The most recent NMA of second line treatments included 8 studies and was conducted in 2018 by Citterio et al. Their results demonstrated that FOLFIRI-based combinations were the best in terms of both OS and PFS for patients not previously treated with these drugs. Within the present NMA, we considered 2 more studies, including the NALIRI + 5FU doublet. No other NMAs compared salvage treatments for PDAC in NMA in the last 5 years.

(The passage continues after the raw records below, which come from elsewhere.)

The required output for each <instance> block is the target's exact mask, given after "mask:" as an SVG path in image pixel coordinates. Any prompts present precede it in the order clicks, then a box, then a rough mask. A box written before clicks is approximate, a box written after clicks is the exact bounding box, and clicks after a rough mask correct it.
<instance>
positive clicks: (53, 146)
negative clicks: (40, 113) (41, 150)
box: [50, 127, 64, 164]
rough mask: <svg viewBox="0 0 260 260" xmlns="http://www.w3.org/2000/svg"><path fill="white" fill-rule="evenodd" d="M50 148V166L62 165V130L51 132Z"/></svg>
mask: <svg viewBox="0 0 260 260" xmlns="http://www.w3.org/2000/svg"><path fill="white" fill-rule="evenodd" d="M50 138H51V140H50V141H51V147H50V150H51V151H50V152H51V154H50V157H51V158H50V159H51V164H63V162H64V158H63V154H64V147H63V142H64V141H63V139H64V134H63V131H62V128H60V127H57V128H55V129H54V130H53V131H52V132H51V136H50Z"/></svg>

This study had several limitations. First, no RCTs compared the efficacy of FOLFIRINOX as second-line treatment. Second, the heterogeneity of patients included in terms of race and first-line therapies (single agents vs. chemotherapy doublets regimens) may have limited the applicability of our results. Third, the inclusion of small phase II studies with limited follow-up was another limitation of this NMA. Finally, a possible recommendation as a new standard cannot be formulated because, in older studies, first-line therapies were mainly represented by gemcitabine alone or with platinum agents and not by the established first-line therapies.

Conclusions

The choice of optimal second-line treatment in patients with mPDAC remains challenging due to the lack of randomized trials comparing combination chemotherapy regimens. Our NMA revealed that irinotecan-based regimens based (such as NALIRI or FOLFIRI) may be the preferred options for second-line treatment with regards to survival outcomes, particularly PFS. Further evidence from prospective trials is needed to determine the best treatment option for this group of patients.